You provide access to Catholic health ministry's founding mission, legacy and spiritual and theological teachings and practices, and translate them for current circumstances. You can see the not-so-apparent complexities in situations that may impact the broader health care and community environments, and anticipate the likely consequences of current decisions toward that horizon. You highlight connections between decisions and organizational identity — keeping what is most human at the forefront — and you connect people. You discern the good and identify appropriate decisions and actions through discourse with other leaders and associates, and offer creative and innovative approaches to advance the mission. You are able to unite the perspectives of past and future because you remain free and true in the present moment. And, prudence calls you to act even without absolute certitude: speaking, building relationships, teaching, influencing, collaborating and, at every turn, reflecting.

The unique paradoxes of your responsibilities as a mission leader in Catholic health care shape the development of your executive presence. Mission leaders don't "own" the mission, nor could you alone fully achieve its integration, as ideally, everyone who serves in Catholic health care plays a part. However, without mission leaders — without you — the drift from those principles of identity is usually swift.

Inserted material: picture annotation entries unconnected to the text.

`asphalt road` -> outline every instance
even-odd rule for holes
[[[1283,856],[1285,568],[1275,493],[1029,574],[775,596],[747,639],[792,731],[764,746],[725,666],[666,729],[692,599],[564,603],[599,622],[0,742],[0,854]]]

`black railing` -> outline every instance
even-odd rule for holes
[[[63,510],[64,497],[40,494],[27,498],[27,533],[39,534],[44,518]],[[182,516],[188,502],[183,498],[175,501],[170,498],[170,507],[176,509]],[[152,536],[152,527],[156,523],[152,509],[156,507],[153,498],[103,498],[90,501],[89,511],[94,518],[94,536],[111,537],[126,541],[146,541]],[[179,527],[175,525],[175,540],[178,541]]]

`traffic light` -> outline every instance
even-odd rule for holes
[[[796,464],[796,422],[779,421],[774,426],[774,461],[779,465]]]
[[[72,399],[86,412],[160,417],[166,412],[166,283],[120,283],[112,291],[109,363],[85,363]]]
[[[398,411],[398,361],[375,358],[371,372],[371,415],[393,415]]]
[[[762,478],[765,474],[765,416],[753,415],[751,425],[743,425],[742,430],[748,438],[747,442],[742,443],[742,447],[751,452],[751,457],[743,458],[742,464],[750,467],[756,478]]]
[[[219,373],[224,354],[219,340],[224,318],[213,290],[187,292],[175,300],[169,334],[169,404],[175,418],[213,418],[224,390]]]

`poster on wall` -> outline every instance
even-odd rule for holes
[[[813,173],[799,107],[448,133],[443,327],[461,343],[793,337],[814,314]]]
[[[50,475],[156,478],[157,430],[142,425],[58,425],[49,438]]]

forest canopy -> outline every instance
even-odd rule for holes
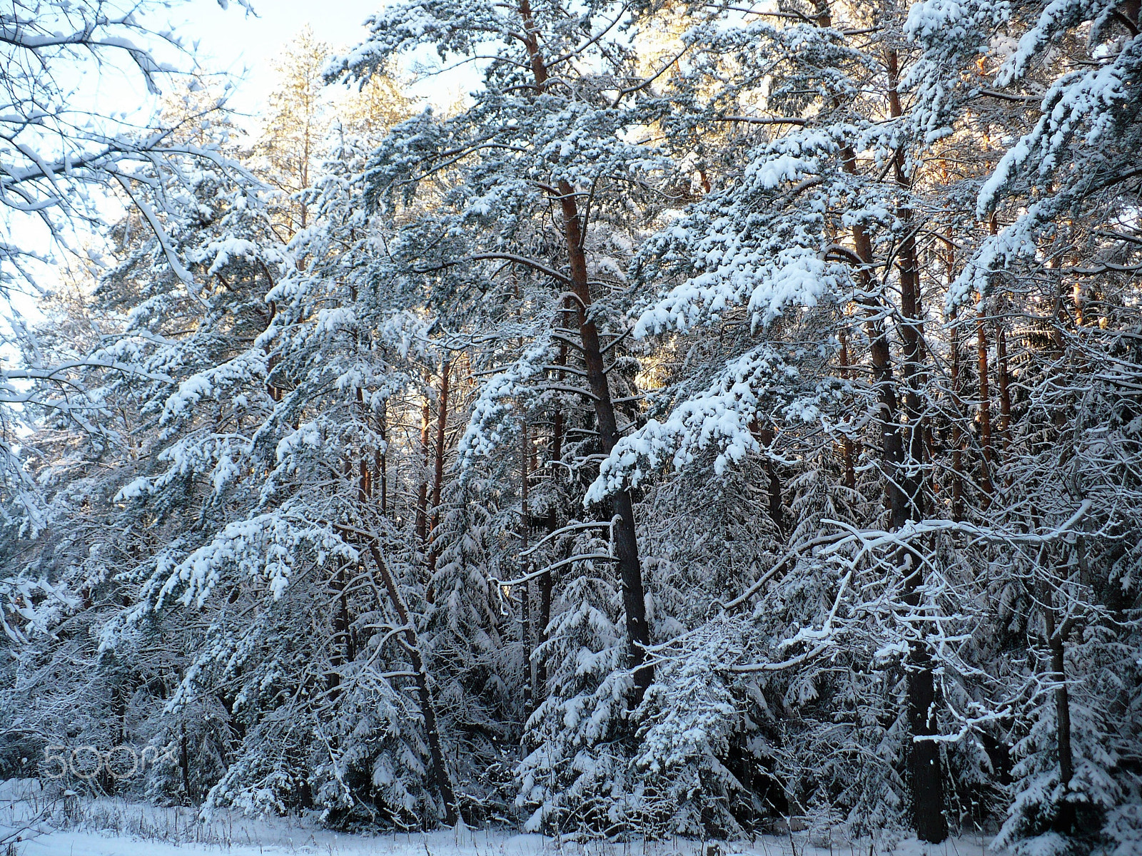
[[[1139,0],[167,6],[0,10],[6,777],[1142,848]]]

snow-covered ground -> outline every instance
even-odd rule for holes
[[[51,819],[45,821],[45,817]],[[15,840],[16,837],[19,840]],[[831,843],[827,834],[762,835],[753,842],[690,839],[556,841],[504,827],[457,827],[378,835],[333,832],[297,817],[220,814],[210,823],[190,808],[159,808],[121,799],[80,800],[45,794],[26,783],[0,784],[0,854],[14,841],[18,856],[989,856],[987,838],[960,837],[939,846],[903,840]]]

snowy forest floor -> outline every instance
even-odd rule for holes
[[[0,784],[0,856],[987,856],[990,837],[941,845],[915,838],[850,842],[819,832],[758,835],[750,841],[669,838],[628,842],[558,841],[509,827],[421,833],[335,832],[304,817],[218,813],[198,819],[187,807],[156,807],[119,798],[47,796],[27,782]]]

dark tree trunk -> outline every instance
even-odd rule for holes
[[[432,519],[428,526],[428,538],[431,539],[436,532],[436,527],[440,525],[440,500],[441,492],[444,485],[444,442],[445,433],[448,429],[448,375],[449,375],[448,360],[444,361],[441,368],[441,379],[440,379],[440,399],[436,407],[436,452],[435,461],[433,462],[433,476],[432,476]],[[428,549],[428,573],[433,574],[436,572],[436,547],[432,544]]]
[[[436,705],[432,695],[432,686],[428,683],[428,670],[425,668],[424,657],[420,654],[420,640],[409,616],[409,608],[401,597],[401,591],[396,587],[396,581],[389,573],[388,565],[385,564],[380,549],[375,541],[369,541],[369,556],[372,564],[380,574],[385,589],[388,592],[388,600],[396,612],[396,617],[404,628],[402,644],[409,654],[412,671],[416,675],[417,695],[420,698],[420,716],[425,720],[425,736],[428,740],[428,754],[432,759],[433,781],[436,792],[444,803],[444,823],[455,826],[459,819],[456,808],[456,792],[452,789],[452,777],[449,775],[448,765],[444,761],[444,752],[440,744],[440,729],[436,725]],[[377,592],[378,599],[380,592]]]
[[[421,552],[428,542],[428,399],[420,406],[420,485],[417,488],[417,542]]]
[[[611,390],[606,382],[606,370],[603,365],[603,352],[598,341],[598,329],[590,317],[590,288],[587,283],[587,259],[582,250],[582,224],[579,220],[579,208],[576,202],[574,188],[568,181],[560,181],[560,208],[563,212],[563,234],[566,240],[568,256],[571,268],[571,289],[578,298],[576,313],[579,321],[579,339],[582,344],[584,362],[587,368],[587,385],[590,387],[595,404],[595,419],[598,425],[600,444],[604,454],[610,454],[619,439],[618,422],[614,417],[614,404],[611,402]],[[638,560],[638,542],[635,538],[635,511],[630,493],[618,491],[611,503],[614,510],[614,552],[619,559],[619,574],[622,580],[622,606],[626,611],[628,657],[630,668],[635,670],[635,698],[637,704],[653,678],[653,669],[645,665],[645,647],[650,644],[650,632],[646,627],[646,598],[643,592],[642,565]]]

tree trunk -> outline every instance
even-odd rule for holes
[[[995,450],[991,446],[991,390],[988,388],[988,334],[983,326],[983,317],[975,318],[975,349],[980,366],[980,445],[983,447],[983,460],[980,466],[980,483],[983,487],[983,508],[991,503],[994,490],[991,468],[995,465]]]
[[[888,72],[888,106],[893,116],[902,114],[896,82],[900,76],[896,51],[886,54]],[[896,151],[894,173],[901,193],[911,191],[911,183],[904,173],[904,155]],[[924,407],[919,394],[923,373],[923,313],[920,307],[920,273],[916,259],[916,236],[912,228],[912,210],[906,204],[898,205],[896,217],[904,224],[904,236],[900,242],[900,312],[903,316],[900,336],[903,352],[904,380],[904,437],[898,441],[903,467],[898,469],[900,491],[904,494],[903,514],[907,520],[924,518]],[[885,348],[887,342],[885,342]],[[895,511],[895,509],[893,509]],[[894,516],[892,528],[906,523]],[[911,550],[899,554],[904,578],[904,603],[914,609],[920,605],[920,588],[924,584],[924,566],[919,556]],[[912,777],[912,824],[922,841],[938,843],[948,837],[948,822],[943,815],[943,773],[940,765],[940,746],[935,741],[917,740],[932,736],[935,727],[935,681],[932,676],[932,657],[923,643],[912,644],[908,652],[908,714],[911,726],[911,777]]]
[[[432,476],[432,519],[428,527],[429,539],[435,534],[436,527],[440,525],[440,499],[441,491],[444,484],[444,435],[448,428],[448,375],[449,375],[448,360],[444,360],[444,364],[441,368],[441,379],[440,379],[440,399],[436,407],[436,460],[434,461],[433,476]],[[432,544],[428,549],[428,573],[434,574],[436,572],[436,546]]]
[[[578,298],[577,314],[579,321],[579,339],[582,344],[584,362],[587,368],[587,385],[590,387],[595,404],[595,419],[598,423],[598,438],[604,454],[610,454],[619,441],[618,422],[614,417],[614,404],[611,402],[611,390],[606,382],[606,370],[603,365],[603,353],[598,341],[598,330],[595,320],[590,317],[590,288],[587,283],[587,259],[582,251],[582,224],[579,221],[579,209],[576,203],[574,188],[561,180],[560,208],[563,211],[563,234],[566,240],[571,268],[571,288]],[[646,627],[646,597],[643,591],[642,565],[638,559],[638,542],[635,536],[635,512],[630,493],[618,491],[611,498],[614,509],[614,551],[619,559],[619,573],[622,580],[622,605],[626,611],[628,660],[635,670],[635,698],[637,704],[653,678],[653,669],[645,665],[645,647],[650,645],[650,632]]]
[[[388,517],[388,399],[380,405],[380,442],[385,444],[385,451],[377,449],[376,470],[377,486],[380,491],[380,515]]]
[[[528,568],[531,563],[525,555],[528,552],[528,530],[531,518],[531,510],[528,508],[528,463],[531,460],[528,446],[528,421],[523,420],[523,431],[520,441],[520,576],[528,576]],[[523,710],[524,717],[530,717],[532,711],[534,693],[534,671],[531,665],[531,655],[534,648],[531,644],[531,581],[524,580],[523,591],[520,598],[520,640],[523,643],[524,670],[526,672],[523,681]]]
[[[1043,623],[1047,636],[1047,647],[1051,651],[1051,672],[1055,681],[1055,749],[1059,754],[1059,781],[1064,790],[1069,790],[1075,776],[1075,753],[1071,749],[1070,696],[1067,692],[1067,662],[1064,645],[1070,628],[1067,622],[1060,627],[1055,617],[1055,608],[1051,589],[1043,586]],[[1069,833],[1075,829],[1075,807],[1064,802],[1059,807],[1054,819],[1055,831]]]
[[[420,486],[417,488],[417,542],[424,552],[428,542],[428,398],[420,406]]]
[[[531,60],[536,89],[542,92],[547,86],[547,67],[539,53],[539,39],[531,14],[530,0],[520,0],[520,17],[523,21],[524,46]],[[598,423],[598,438],[604,454],[610,454],[619,438],[614,404],[606,382],[603,352],[598,342],[598,329],[590,317],[590,285],[587,281],[587,258],[584,253],[584,224],[579,220],[579,205],[574,188],[566,179],[560,179],[558,203],[563,213],[563,236],[566,243],[568,261],[571,268],[570,285],[578,298],[576,314],[579,321],[579,339],[582,345],[587,369],[587,385],[590,387]],[[614,510],[614,551],[619,559],[622,581],[622,606],[626,612],[628,662],[635,672],[634,704],[637,705],[653,679],[653,667],[646,665],[646,646],[650,632],[646,627],[646,597],[643,591],[642,564],[638,559],[638,541],[635,535],[635,511],[630,493],[619,491],[611,498]]]
[[[1007,333],[1003,321],[996,321],[996,373],[999,379],[999,436],[1003,451],[1011,449],[1011,375],[1007,372]]]
[[[841,339],[841,377],[849,380],[851,377],[849,371],[849,331],[841,328],[838,338]],[[856,470],[853,467],[853,442],[847,434],[841,437],[841,453],[845,466],[845,487],[854,491],[856,490]]]
[[[368,554],[372,558],[372,564],[380,574],[381,581],[385,583],[385,589],[388,591],[388,600],[393,605],[396,617],[404,629],[404,649],[409,653],[412,671],[417,676],[417,694],[420,696],[420,716],[424,717],[425,734],[428,738],[433,780],[436,785],[436,792],[444,803],[444,823],[449,826],[455,826],[459,819],[456,808],[456,792],[452,790],[452,778],[449,775],[448,765],[444,761],[444,752],[440,744],[440,730],[436,726],[436,705],[433,701],[432,686],[428,683],[428,670],[425,668],[424,657],[420,654],[420,640],[417,638],[417,631],[412,625],[404,598],[401,597],[400,589],[396,588],[396,581],[393,579],[392,573],[389,573],[388,565],[385,564],[385,559],[380,555],[376,541],[371,539],[369,541]],[[380,592],[378,591],[377,593],[379,599]]]

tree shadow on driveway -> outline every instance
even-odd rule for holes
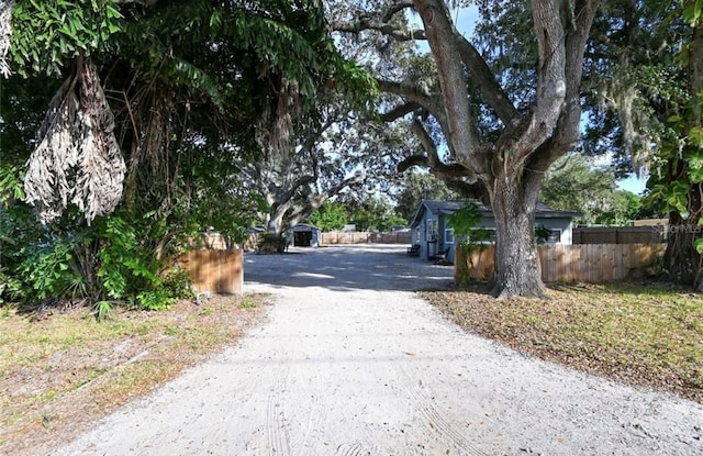
[[[279,255],[244,255],[245,291],[261,287],[415,291],[447,288],[453,280],[453,266],[408,256],[404,245],[293,247]]]

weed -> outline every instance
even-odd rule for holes
[[[103,322],[110,318],[112,313],[112,303],[110,301],[98,301],[93,307],[96,320]]]

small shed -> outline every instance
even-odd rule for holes
[[[448,251],[447,259],[454,262],[455,243],[454,230],[447,226],[450,214],[467,204],[473,203],[481,213],[481,222],[477,227],[489,231],[495,230],[495,218],[489,205],[480,201],[436,201],[423,200],[411,223],[412,243],[420,245],[420,257],[431,259],[434,255]],[[579,212],[558,211],[546,204],[537,203],[535,224],[549,230],[549,244],[571,244],[573,218]]]
[[[322,231],[309,223],[299,223],[292,227],[293,245],[295,247],[317,247],[322,238]]]

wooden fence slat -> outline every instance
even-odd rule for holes
[[[408,231],[393,231],[390,233],[336,233],[325,232],[321,235],[321,245],[337,244],[411,244],[412,233]]]
[[[571,232],[573,244],[659,244],[665,241],[658,226],[581,226]]]
[[[611,282],[644,275],[663,255],[666,244],[578,244],[537,247],[542,279]],[[493,275],[495,246],[457,248],[455,280],[488,280]]]

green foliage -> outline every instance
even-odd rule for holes
[[[404,225],[408,221],[394,213],[390,202],[377,196],[367,196],[360,201],[345,203],[349,223],[357,231],[390,231],[393,225]]]
[[[327,200],[308,221],[322,231],[342,230],[347,224],[347,212],[343,204]]]
[[[478,205],[469,203],[447,218],[447,226],[454,230],[455,237],[469,238],[481,222]]]
[[[469,202],[447,218],[447,226],[454,230],[457,244],[464,247],[487,245],[493,237],[493,231],[478,226],[482,215],[476,203]]]
[[[93,313],[96,315],[96,320],[99,322],[103,322],[110,318],[112,313],[113,307],[110,301],[98,301],[93,305]]]
[[[456,201],[459,198],[444,181],[431,174],[405,173],[401,186],[401,191],[395,197],[395,212],[405,220],[415,216],[422,200]]]
[[[580,155],[558,159],[547,174],[539,199],[545,204],[581,213],[579,224],[626,224],[643,208],[636,194],[618,190],[612,168],[592,166]]]
[[[76,298],[81,278],[71,267],[75,262],[76,242],[58,238],[45,245],[35,245],[27,258],[20,265],[19,274],[31,287],[26,299]],[[78,283],[78,287],[75,287]]]
[[[121,30],[122,14],[109,0],[19,0],[12,11],[9,60],[23,76],[60,76],[68,59],[103,51]]]

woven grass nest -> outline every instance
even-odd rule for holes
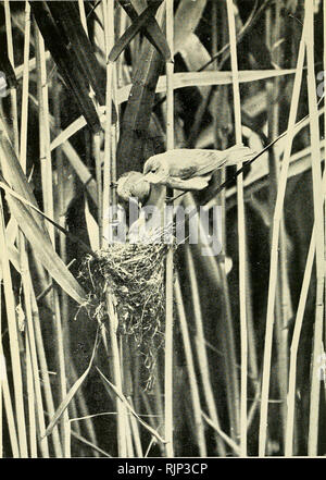
[[[87,288],[86,309],[98,322],[108,321],[106,292],[113,295],[117,333],[133,335],[142,358],[141,383],[150,390],[158,353],[164,343],[165,258],[170,245],[163,230],[147,243],[114,243],[85,257],[79,278]],[[175,244],[174,244],[175,246]]]

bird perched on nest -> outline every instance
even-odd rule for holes
[[[142,180],[179,190],[201,190],[209,185],[216,170],[247,162],[255,153],[242,145],[235,145],[226,150],[197,148],[168,150],[165,153],[154,155],[146,161]]]

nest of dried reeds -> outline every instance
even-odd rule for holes
[[[142,357],[141,383],[149,390],[158,353],[164,343],[165,257],[163,232],[147,243],[114,243],[87,256],[79,278],[88,291],[86,309],[98,322],[108,320],[106,292],[115,299],[118,334],[133,335]]]

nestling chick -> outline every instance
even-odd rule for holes
[[[116,193],[124,201],[128,201],[130,197],[134,197],[143,205],[150,195],[150,183],[140,172],[126,172],[117,181]]]
[[[145,181],[179,190],[205,188],[214,171],[247,162],[255,151],[242,145],[227,150],[175,149],[154,155],[143,165]]]

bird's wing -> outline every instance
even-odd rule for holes
[[[166,185],[178,190],[202,190],[209,185],[212,175],[193,176],[188,180],[180,180],[177,176],[171,176]]]
[[[178,176],[183,180],[211,173],[221,168],[227,159],[224,151],[200,148],[179,148],[170,150],[166,155],[168,155],[171,176]]]

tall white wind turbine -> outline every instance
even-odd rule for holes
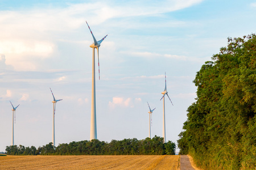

Furthermore, another paradox of your service is that executive presence is usually developed while observing other leaders and learning the culture of an executive team. Although many mission leaders do hold executive positions and serve with other peer or senior leaders, some still do not (for example, those whose primary responsibility is for ethics education, community benefit, ministry formation or spiritual care) and may exercise leadership among those who are far senior to them.

The formation necessary for mission leaders to develop an executive presence marked by authentic identity, authority and responsibility requires spiritual practices of ongoing reflection on one's inner life and actions in community. By doing so, you embody and model what all leaders and the whole organization are called to do and be. And through your presence, you sustain and deepen the integrity of the ministry, its authority as an agent of healing, and its responsibility to honor and preserve human dignity and advance the common good.

CELESTE DeSCHRYVER MUELLER consults with organizations on topics of leadership formation, mission and Catholic identity. She retired last year as vice president of ministry formation for Ascension in St. Louis.


  1. Gerry Valentine, "Executive Presence: What Is It, Why You Need It and How to Get It," Forbes Coaches Council, July 31, 2018,
  2. Mary Duan, "Improve Your Executive Presence," Insights by Stanford Business, September 27, 2017,
  3. Duan, "Improve Your Executive Presence."


Author Celeste Mueller describes executive presence as a multidimensional way of being a fully present and authentic leader in the workplace.

  1. What did she describe about executive presence that may be different from what you previously thought about it?
  2. How can mission leaders effectively navigate the traps regarding the nature of authority that Mueller discusses? How can they exercise authority through their identity, vocation and ministry heritage? How can mission leaders serve as catalysts of competence for other leaders and agents of collaboration for the ministry?
  3. When have you seen a leader demonstrate executive presence in a meaningful way in a Catholic health care setting? Did you bring anything away from that person's example that you try to model in your own work?
  4. Mueller talks about cultivating an inner life as an important foundational aspect of developing executive presence. What are some ways that you can incorporate silence, reflection and prayer into your daily routines and work?
  5. Do you have other favorite ways of enriching your inner life that you'd like to share with colleagues as a successful tool, whether reading broadly about health care, journaling about your own day or something of that nature?